Up 存在の問いの位置づけ : 要旨 作成: 2017-09-22
更新: 2019-06-03


    存在とは何か?」は,尋常な問いではない。
    世間的にはビョーキの問いである。
    この問いは,どこから来るのか?

    この問いの源は,「わたしはなんでわたしなの?」である。

    わたしはなんでわたしなの?」の問いは,ひとに考える術を与えない。
    どうしようもないので,問いのレベルを一つ下げて,「<わたし>とは何か?」を立問してみる。

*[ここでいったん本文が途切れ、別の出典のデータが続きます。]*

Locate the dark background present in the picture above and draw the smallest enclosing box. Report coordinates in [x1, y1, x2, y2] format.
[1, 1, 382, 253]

    ここで<わたし>は, 「自意識」のことではない。
    生物個体の行動は,川面に流れる落ち葉の動きとは区別される。
    前者には<主体>を見て後者には見ないわけである。
    この<主体>が,ここでいう<わたし>である。
    <わたし>は,ミミズにもウィルスにも措定される。

    しかし「<わたし>とは何か?」の問いも,ひとに考える術を与えない。
    どうしようもないので,問いのレベルをさらに下げて,「生物とは何か?」を立問してみる。
    しかしこの問いは,「生物は非生物と何が違うか?」の問いを間にはさんで,「そもそも自然の中の物とは何か?」「そもそも自然とは何か?」の問いに至る。

    自然とは何か?」は,科学の趣の問いである。
    哲学だと「存在とは何か?」になる。

    しかし,問いの形が違えば,探求の形も違ってくることになる。
    自然とは何か?」だと,「調べる」になる。
    存在とは何か?」だと,「想う」になる。
    前者は外に開き,後者は自分の殻に閉じこもる。